最後にお茶を入れる。彼の部屋に行ったら、何か言われるだろうか。今日の夕食の意味を聞いても良いだろうか。そう考えると途端に胸が高鳴る。
いつもより丁寧に時間をかけて紅茶を用意する。仕上げに少しだけブランデーを注ごうとして手が震えているのに気づいてミモザは小さく笑った。
「馬鹿ね。」
そんなに震えて。何かあると決まったわけでもないのに。
自分を笑いながらも、手の震えはおさまらずにいつもより多くお酒を注いでしまった。さすがにこれをやり直すと遅くなりすぎる。チェスターが寝てしまうかもしれない。

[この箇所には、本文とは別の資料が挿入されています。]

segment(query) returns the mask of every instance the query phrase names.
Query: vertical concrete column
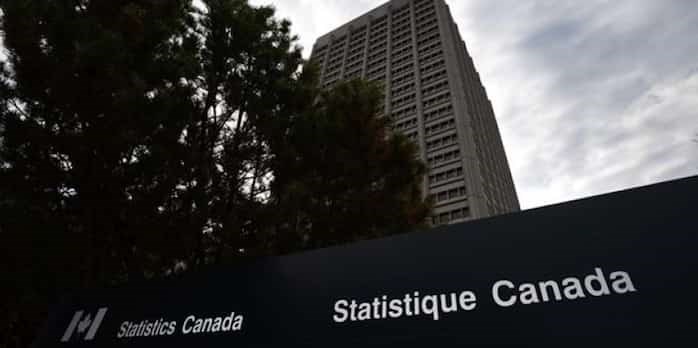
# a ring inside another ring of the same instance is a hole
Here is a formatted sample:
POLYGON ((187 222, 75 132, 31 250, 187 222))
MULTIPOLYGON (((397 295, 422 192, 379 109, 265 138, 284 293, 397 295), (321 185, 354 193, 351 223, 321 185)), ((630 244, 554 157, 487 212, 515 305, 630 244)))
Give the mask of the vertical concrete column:
POLYGON ((354 28, 352 26, 349 26, 349 28, 346 31, 346 36, 344 39, 344 52, 342 52, 342 66, 339 68, 339 78, 343 79, 344 78, 344 73, 346 72, 347 69, 347 57, 349 56, 349 43, 351 42, 351 32, 354 28))
POLYGON ((471 112, 467 101, 465 84, 465 57, 459 49, 460 35, 457 33, 448 6, 444 0, 435 0, 436 17, 439 23, 439 36, 444 52, 451 102, 456 119, 458 140, 463 162, 466 192, 471 216, 489 216, 483 192, 481 168, 477 156, 471 112))
MULTIPOLYGON (((415 86, 415 99, 417 101, 417 132, 419 134, 419 154, 420 159, 427 163, 427 144, 426 144, 426 134, 424 130, 424 99, 422 97, 422 72, 419 64, 419 47, 417 32, 417 13, 414 5, 414 1, 410 2, 410 31, 412 34, 412 61, 414 63, 414 86, 415 86)), ((427 163, 427 173, 422 179, 423 191, 422 196, 427 197, 429 195, 429 173, 431 168, 427 163)), ((431 218, 431 217, 429 217, 431 218)))
POLYGON ((370 48, 371 44, 371 27, 373 26, 373 16, 368 16, 368 23, 366 23, 366 36, 365 36, 365 42, 364 42, 364 57, 363 57, 363 64, 361 65, 361 77, 366 78, 366 69, 368 68, 368 49, 370 48))
POLYGON ((393 62, 392 62, 392 55, 393 55, 393 6, 388 5, 388 11, 387 11, 387 18, 386 24, 385 24, 385 44, 387 47, 385 48, 385 81, 383 82, 383 90, 385 91, 385 111, 383 112, 383 116, 388 116, 390 115, 390 112, 392 110, 391 107, 391 101, 392 101, 392 93, 390 90, 392 89, 392 76, 393 76, 393 62))

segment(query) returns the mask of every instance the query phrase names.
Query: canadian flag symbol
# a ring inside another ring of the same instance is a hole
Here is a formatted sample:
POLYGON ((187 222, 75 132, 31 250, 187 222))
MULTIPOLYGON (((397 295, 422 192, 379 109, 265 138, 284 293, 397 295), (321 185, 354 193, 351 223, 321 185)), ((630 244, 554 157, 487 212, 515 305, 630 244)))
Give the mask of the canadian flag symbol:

トレーの上にお茶を用意し、台所の明かりを全て落とすとミモザは大きく深呼吸してチェスターの部屋へ向かった。
「チェット」
声をかけると、中から扉が開く。使用人が主人に戸を開けさせることなど本来はあってはならないことだが、二階はワゴンを押して来られないし、トレーに何かを載せたままノックをすると良くこぼす。二本の腕ではどうしようもないことなので、二階の住人であるチェスターもセオドアもミモザのために扉を開けることを当たり前に思っている。
「ああ、いい匂い。ありがとう。」
いつもの笑顔でチェスターは鼻をひくつかせながら、手で部屋の中を示した。招き入れられたミモザはお茶の乗ったトレーを寝台の横の机に下ろす。さて、これからどうしたらいいのだろうと迷いながらミモザが振り返ると、チェットと目が合った。
先ほどまでの笑顔はとうに引っ込んでおり、無言のまま自分をじっと見つめる彼に引き込まれるように見つめ返す。この顔を数日前に見たことがある。納戸に引っ張り込まれた時もこんな表情をしていた。あの続きを求められるのだろうかと半ば期待する自分を彼に悟られないように必死に押さえ込んだ。
「ミモザ。」
チェスターは彼女に手が届く距離まで歩み寄って声をかけた。そして今回は触れてよいかと問うことはせずに、彼女をぎゅうと抱き寄せた。もうすっかり寝支度の整っているチェスターの寝間着からはミモザのかぎ慣れた石鹸の匂いと少しだけチェスターの匂いがする。ミモザは自分のエプロンは洗い物ではねた水で濡れたままだろうと思いついた。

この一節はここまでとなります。